“Che belle le squadre che giocano come vecchi cani e senzatetto nelle baraccopoli dove un pezzo di pane raffermo viene trasformato in una torta di compleanno”
Il possesso palla come tossicodipendenza. La Spagna battuta dal Marocco si sveglia nel suo giorno di lucidità: ci voleva il trauma d’una eliminazione mondiale evidentemente per svelare ai giornali un dato evidente a tutti: l’inutilità del possesso palla fine a se stesso. El Paìs lo scrive in due pezzi, titolando anche in prima pagina: “Con la palla non basta”.
Ma è Manuel Jabois che affonda, nel suo editoriale, paragonando il controllo ossessivo del pallone ad una dipendenza da oppiacei.

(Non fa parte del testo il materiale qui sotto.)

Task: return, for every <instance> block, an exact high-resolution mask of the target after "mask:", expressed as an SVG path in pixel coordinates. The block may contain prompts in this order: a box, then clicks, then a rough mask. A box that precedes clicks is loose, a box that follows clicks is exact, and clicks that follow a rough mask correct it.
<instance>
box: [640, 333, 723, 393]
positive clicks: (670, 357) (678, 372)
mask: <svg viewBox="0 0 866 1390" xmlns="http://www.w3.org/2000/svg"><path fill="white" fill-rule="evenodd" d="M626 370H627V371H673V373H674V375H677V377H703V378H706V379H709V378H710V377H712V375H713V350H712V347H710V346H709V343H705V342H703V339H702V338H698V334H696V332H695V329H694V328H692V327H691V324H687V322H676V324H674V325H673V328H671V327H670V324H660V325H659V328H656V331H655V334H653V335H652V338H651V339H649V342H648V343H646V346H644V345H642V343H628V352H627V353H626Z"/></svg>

“La Spagna è caduta nella droga, nel possesso fine a se stesso, la palla per avere la palla e mettersi in mostra senza sapere che serve invece per metterla in porta, con il vantaggio che questo dà; La Spagna gioca per avere la palla, cosa molto ambiziosa in cui sono molto bravi, ma averla può farti cadere nella morsa, che è muoverla senza sapere cosa farsene. Puoi usare gli oppioidi con un obiettivo, che è alleviare il dolore e andare avanti nella vita, e puoi anche usarli perché non puoi farne a meno, perché ne hai bisogno, anche se ti aiutano solo a sbarazzarti della voglia di prenderli. È la storia della droga: puoi prenderla con un obiettivo, ma se la prendi tante volte, arriva un momento in cui dimentichi l’obiettivo, e la prendi solo perché se non la prendi è peggio. Si chiama dipendenza e succede con le sostanze, con certi amici, con l’amore, con il lavoro, con un pallone da calcio”.

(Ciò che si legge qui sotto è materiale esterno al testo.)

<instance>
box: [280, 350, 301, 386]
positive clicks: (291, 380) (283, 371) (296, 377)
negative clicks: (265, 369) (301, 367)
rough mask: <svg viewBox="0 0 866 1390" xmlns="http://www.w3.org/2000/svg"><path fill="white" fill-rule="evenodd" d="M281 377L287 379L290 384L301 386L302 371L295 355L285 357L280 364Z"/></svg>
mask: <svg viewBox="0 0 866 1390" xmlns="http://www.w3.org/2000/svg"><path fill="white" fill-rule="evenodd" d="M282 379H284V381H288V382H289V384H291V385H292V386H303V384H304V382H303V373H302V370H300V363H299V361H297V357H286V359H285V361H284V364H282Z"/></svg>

La nazionale “spagnola sa usare il pallone in modo brillante. Così brillantemente che quando se ne dimentica, è terrificante. Uno che lancia arance in aria e le raccoglie. Uno che fa la rabona nella sua zona. Uno che viene a cena e dice che parla solo di ciò che sa e non chiude più la bocca. Uno che annoia se stesso e annoia gli altri”.
L’articolo di Jabois è implacabile: “C’è più spettacolo in una squadra senza palla, che dondola e si posizionan, che copre le falle, mordendo e imparando fin dove può arrivare l’arbitro senza espellere nessuno, che tira fuori le zanne e il suo mestiere, vecchi cani e senzatetto che cercano da vivere in quelle baraccopoli dove un pezzo di pane raffermo viene trasformato in una torta di compleanno, che in una squadra di lusso“.
La Spagna ormai “non sa usare classe o qualità”. E’ come chi “non sa usare la vita, che nasce con un manuale di istruzioni. E se non lo stracci, e lo impari a memoria, come il calcio, alla fine corri il rischio di crederci”.